Posted by sniff on February 5, 2013 at 4:30 PM · Report this
Claypatch 3
@sgt doom: You are about half right. Yes, the reasons the Filipinos were slaughtered in the aftermath of the Spanish-American War have all to do with Empire. In that you are absolutely correct. However the question that Diamond asks and then answers in "Guns, Germs and Steel" is how is it that Europeans were able to come up with the technologies that enabled them to build up and expand their Empires, that allowed colonization to happen. That's the part you are missing. You should read the book.
Posted by Claypatch on February 5, 2013 at 11:43 PM · Report this
4
A nice review, Charles...nice. Why is everyone so damn nice to Jared Diamond!? I understand this wasn't a favorable review, but I still think you were too gentle, Mr.
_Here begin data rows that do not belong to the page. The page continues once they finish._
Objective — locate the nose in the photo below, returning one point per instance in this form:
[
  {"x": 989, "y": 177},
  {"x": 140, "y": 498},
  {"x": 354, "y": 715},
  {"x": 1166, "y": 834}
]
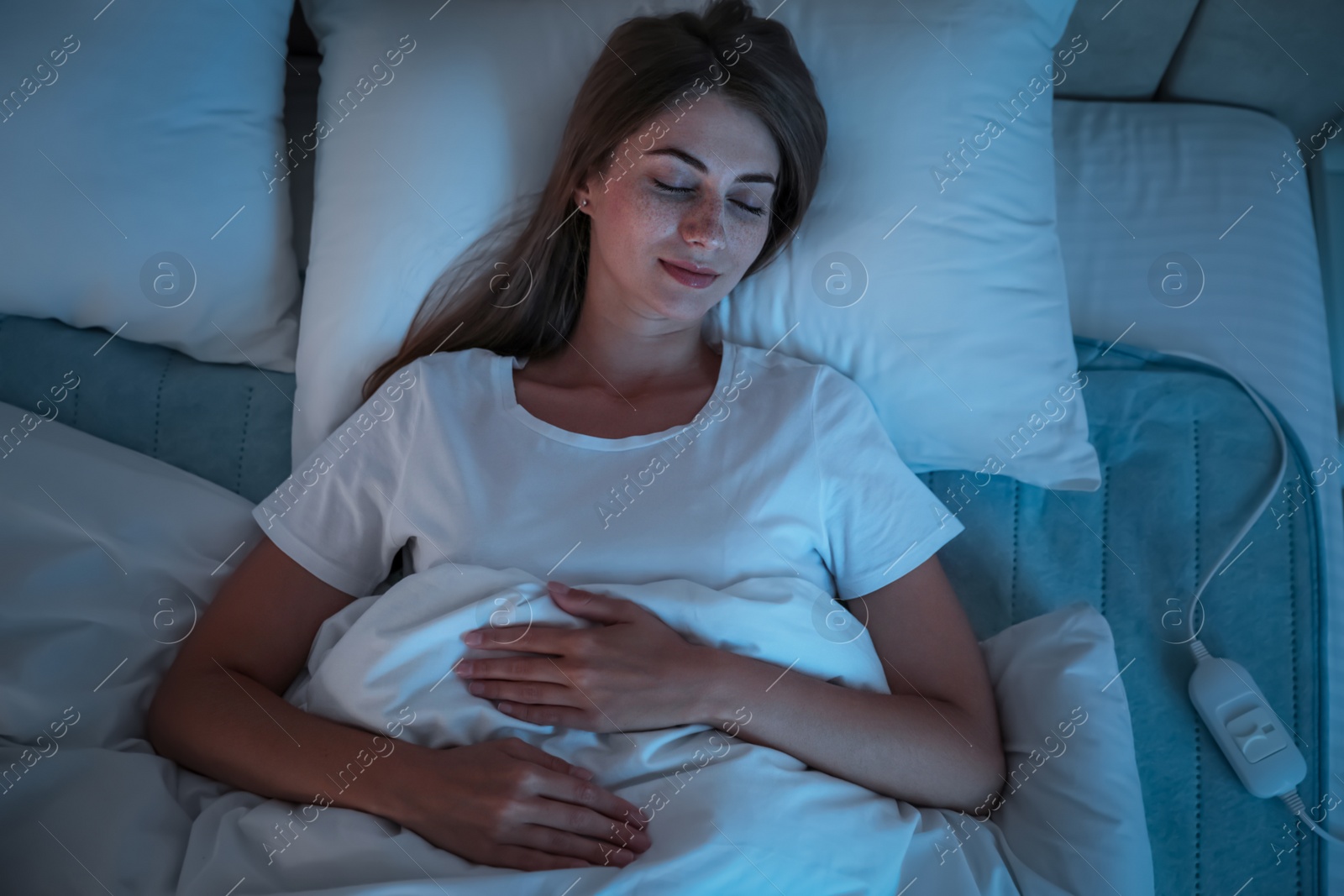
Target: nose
[{"x": 703, "y": 223}]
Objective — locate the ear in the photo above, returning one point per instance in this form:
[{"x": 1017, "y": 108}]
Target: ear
[{"x": 584, "y": 192}]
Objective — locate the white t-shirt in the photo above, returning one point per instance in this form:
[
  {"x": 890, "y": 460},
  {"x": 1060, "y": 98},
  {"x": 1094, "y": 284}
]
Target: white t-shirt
[{"x": 786, "y": 470}]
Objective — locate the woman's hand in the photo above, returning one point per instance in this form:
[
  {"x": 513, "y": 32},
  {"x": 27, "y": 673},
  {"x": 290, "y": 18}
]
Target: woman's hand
[
  {"x": 632, "y": 673},
  {"x": 510, "y": 804}
]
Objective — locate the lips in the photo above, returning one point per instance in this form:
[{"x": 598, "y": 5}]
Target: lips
[{"x": 689, "y": 275}]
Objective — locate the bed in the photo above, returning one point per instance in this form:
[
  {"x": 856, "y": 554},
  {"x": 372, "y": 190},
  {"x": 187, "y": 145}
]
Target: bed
[{"x": 1184, "y": 456}]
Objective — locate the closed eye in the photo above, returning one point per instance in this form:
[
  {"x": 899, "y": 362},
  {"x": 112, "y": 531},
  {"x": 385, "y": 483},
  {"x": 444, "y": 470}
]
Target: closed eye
[{"x": 691, "y": 190}]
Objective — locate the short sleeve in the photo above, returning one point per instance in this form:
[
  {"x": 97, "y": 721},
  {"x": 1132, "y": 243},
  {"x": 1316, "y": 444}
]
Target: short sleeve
[
  {"x": 335, "y": 515},
  {"x": 880, "y": 520}
]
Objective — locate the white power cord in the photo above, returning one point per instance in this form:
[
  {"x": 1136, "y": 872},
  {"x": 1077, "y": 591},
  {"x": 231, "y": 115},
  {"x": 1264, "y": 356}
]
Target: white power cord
[
  {"x": 1294, "y": 804},
  {"x": 1196, "y": 647},
  {"x": 1225, "y": 694}
]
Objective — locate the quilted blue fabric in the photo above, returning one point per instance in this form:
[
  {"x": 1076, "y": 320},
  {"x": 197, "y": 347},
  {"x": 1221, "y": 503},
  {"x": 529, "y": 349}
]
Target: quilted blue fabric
[{"x": 1184, "y": 456}]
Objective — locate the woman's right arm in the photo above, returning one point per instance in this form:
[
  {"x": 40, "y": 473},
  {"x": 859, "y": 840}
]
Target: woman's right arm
[{"x": 221, "y": 712}]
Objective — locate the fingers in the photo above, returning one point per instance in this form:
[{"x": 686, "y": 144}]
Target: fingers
[
  {"x": 593, "y": 809},
  {"x": 534, "y": 638},
  {"x": 522, "y": 750},
  {"x": 521, "y": 668},
  {"x": 580, "y": 792},
  {"x": 526, "y": 692},
  {"x": 562, "y": 842},
  {"x": 528, "y": 859}
]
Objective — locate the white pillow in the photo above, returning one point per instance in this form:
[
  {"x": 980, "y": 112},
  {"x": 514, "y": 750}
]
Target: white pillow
[
  {"x": 961, "y": 338},
  {"x": 1073, "y": 809},
  {"x": 138, "y": 147}
]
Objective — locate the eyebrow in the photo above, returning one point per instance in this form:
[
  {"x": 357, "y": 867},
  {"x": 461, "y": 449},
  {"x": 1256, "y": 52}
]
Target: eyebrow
[{"x": 759, "y": 177}]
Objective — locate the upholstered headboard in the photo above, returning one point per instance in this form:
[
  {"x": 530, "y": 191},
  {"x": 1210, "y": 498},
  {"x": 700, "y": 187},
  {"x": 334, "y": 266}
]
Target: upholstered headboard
[{"x": 1281, "y": 58}]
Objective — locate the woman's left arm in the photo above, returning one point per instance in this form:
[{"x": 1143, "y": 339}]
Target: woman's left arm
[{"x": 933, "y": 741}]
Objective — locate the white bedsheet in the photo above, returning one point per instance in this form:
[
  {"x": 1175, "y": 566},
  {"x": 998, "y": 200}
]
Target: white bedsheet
[
  {"x": 726, "y": 815},
  {"x": 108, "y": 557},
  {"x": 1139, "y": 183}
]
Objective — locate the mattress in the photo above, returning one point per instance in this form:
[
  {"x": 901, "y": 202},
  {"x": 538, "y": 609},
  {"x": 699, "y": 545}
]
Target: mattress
[{"x": 1189, "y": 228}]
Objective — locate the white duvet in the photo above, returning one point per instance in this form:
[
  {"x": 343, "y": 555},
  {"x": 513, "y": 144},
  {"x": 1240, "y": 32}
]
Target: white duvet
[{"x": 725, "y": 815}]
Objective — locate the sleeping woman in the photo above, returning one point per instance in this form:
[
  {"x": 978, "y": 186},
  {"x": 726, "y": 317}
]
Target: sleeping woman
[{"x": 558, "y": 407}]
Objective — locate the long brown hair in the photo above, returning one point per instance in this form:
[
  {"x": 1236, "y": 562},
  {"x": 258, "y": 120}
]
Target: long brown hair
[{"x": 753, "y": 60}]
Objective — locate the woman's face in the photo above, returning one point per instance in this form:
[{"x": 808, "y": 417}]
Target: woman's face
[{"x": 690, "y": 192}]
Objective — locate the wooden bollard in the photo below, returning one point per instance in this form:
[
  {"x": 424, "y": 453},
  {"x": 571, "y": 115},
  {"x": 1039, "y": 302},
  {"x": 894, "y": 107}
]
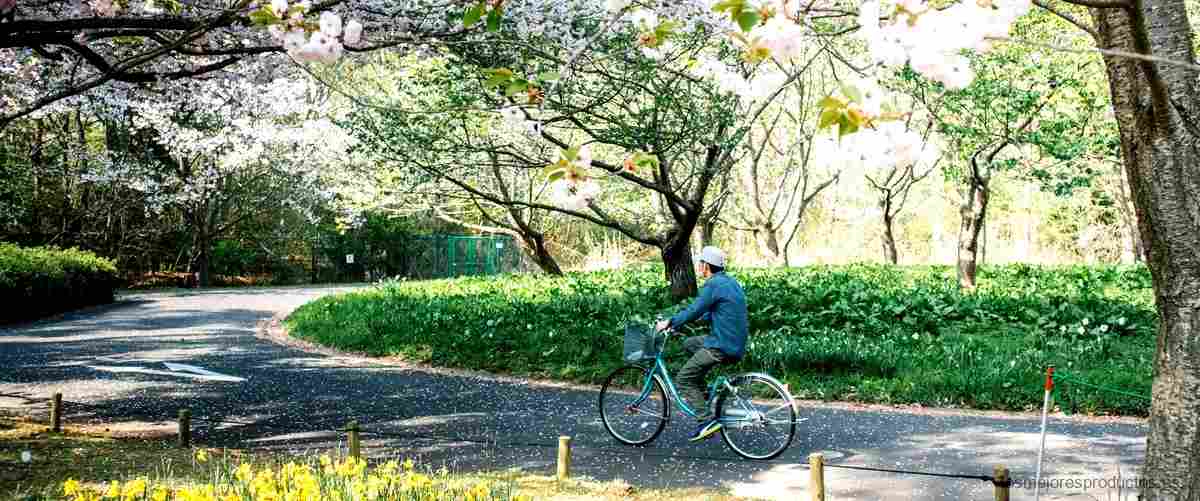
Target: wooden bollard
[
  {"x": 816, "y": 469},
  {"x": 57, "y": 412},
  {"x": 352, "y": 429},
  {"x": 1001, "y": 481},
  {"x": 564, "y": 458},
  {"x": 185, "y": 428}
]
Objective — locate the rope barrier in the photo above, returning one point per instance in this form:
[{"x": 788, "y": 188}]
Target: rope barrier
[
  {"x": 928, "y": 474},
  {"x": 628, "y": 452},
  {"x": 541, "y": 445}
]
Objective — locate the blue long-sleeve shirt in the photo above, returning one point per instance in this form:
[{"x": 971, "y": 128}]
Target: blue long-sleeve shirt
[{"x": 721, "y": 301}]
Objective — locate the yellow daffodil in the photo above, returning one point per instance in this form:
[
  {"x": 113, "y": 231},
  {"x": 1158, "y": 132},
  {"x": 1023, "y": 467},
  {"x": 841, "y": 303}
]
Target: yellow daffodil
[
  {"x": 244, "y": 472},
  {"x": 71, "y": 487},
  {"x": 160, "y": 494}
]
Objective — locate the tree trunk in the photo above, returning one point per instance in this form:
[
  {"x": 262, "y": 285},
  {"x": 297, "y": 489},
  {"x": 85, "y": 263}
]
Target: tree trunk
[
  {"x": 889, "y": 241},
  {"x": 1156, "y": 109},
  {"x": 204, "y": 259},
  {"x": 707, "y": 230},
  {"x": 767, "y": 239},
  {"x": 1131, "y": 221},
  {"x": 537, "y": 247},
  {"x": 973, "y": 212},
  {"x": 681, "y": 271}
]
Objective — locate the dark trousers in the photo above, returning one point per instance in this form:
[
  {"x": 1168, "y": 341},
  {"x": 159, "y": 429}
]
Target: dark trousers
[{"x": 690, "y": 379}]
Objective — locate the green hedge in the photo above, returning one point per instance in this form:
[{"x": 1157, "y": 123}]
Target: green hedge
[
  {"x": 39, "y": 282},
  {"x": 862, "y": 332}
]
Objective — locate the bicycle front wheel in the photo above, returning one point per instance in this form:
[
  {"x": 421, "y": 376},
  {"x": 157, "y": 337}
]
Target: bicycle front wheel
[
  {"x": 757, "y": 416},
  {"x": 633, "y": 405}
]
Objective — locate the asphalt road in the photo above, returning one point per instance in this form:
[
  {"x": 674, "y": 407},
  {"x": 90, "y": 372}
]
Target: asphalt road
[{"x": 153, "y": 354}]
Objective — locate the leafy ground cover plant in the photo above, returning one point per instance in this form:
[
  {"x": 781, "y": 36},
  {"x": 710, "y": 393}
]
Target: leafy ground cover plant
[{"x": 861, "y": 332}]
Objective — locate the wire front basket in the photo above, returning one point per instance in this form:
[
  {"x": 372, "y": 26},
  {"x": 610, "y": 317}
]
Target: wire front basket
[{"x": 642, "y": 343}]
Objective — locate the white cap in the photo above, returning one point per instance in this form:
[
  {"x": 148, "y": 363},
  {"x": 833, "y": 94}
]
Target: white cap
[{"x": 712, "y": 255}]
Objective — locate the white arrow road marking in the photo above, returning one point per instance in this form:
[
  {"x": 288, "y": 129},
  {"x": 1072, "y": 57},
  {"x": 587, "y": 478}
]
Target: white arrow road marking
[
  {"x": 201, "y": 370},
  {"x": 178, "y": 373}
]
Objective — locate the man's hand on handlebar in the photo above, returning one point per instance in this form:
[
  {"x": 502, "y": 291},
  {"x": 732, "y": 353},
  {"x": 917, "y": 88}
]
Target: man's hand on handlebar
[{"x": 663, "y": 325}]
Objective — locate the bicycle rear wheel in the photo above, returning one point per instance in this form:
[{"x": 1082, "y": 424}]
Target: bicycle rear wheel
[
  {"x": 757, "y": 416},
  {"x": 633, "y": 412}
]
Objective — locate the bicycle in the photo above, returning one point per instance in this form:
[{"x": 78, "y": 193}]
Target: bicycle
[{"x": 744, "y": 402}]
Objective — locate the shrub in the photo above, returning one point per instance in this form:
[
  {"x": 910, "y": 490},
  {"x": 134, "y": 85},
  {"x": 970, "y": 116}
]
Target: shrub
[
  {"x": 39, "y": 282},
  {"x": 859, "y": 332}
]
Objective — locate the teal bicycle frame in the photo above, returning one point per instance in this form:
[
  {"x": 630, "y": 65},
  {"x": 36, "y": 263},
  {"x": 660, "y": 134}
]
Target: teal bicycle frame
[{"x": 673, "y": 393}]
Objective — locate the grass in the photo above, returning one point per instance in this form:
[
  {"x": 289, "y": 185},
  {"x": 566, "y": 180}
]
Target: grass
[
  {"x": 95, "y": 459},
  {"x": 859, "y": 333}
]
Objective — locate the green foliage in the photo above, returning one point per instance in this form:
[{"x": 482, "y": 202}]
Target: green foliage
[
  {"x": 863, "y": 332},
  {"x": 37, "y": 282}
]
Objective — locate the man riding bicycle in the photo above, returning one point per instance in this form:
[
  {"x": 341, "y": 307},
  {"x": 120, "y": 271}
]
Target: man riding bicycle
[{"x": 723, "y": 302}]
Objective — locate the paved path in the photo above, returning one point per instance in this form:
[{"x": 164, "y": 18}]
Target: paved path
[{"x": 114, "y": 360}]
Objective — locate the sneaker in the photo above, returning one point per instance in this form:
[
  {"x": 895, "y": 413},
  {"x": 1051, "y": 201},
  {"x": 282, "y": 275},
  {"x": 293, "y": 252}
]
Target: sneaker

Mudede.

I'm in accordance with sgt_doom, in some strange way, and I believe that with Guns, Germs and Steel, Jared Diamond has been the captain of an 'intellectualist' pop-culture voyage to conveniently forget about the past and present violence of colonialism once and for all.

I haven't read the new book, nor will I (understanding all the while that this doesn't make me the most credible critic), but "What can we learn from traditional societies?" sounds a bit like "the conquistadores slaid them, the Dutch and English shackled and sold them, our large corporations have murdered and displaced them, and we the upper-middle class of Western society still have the nerve to romanticize their cute little primitive tricks."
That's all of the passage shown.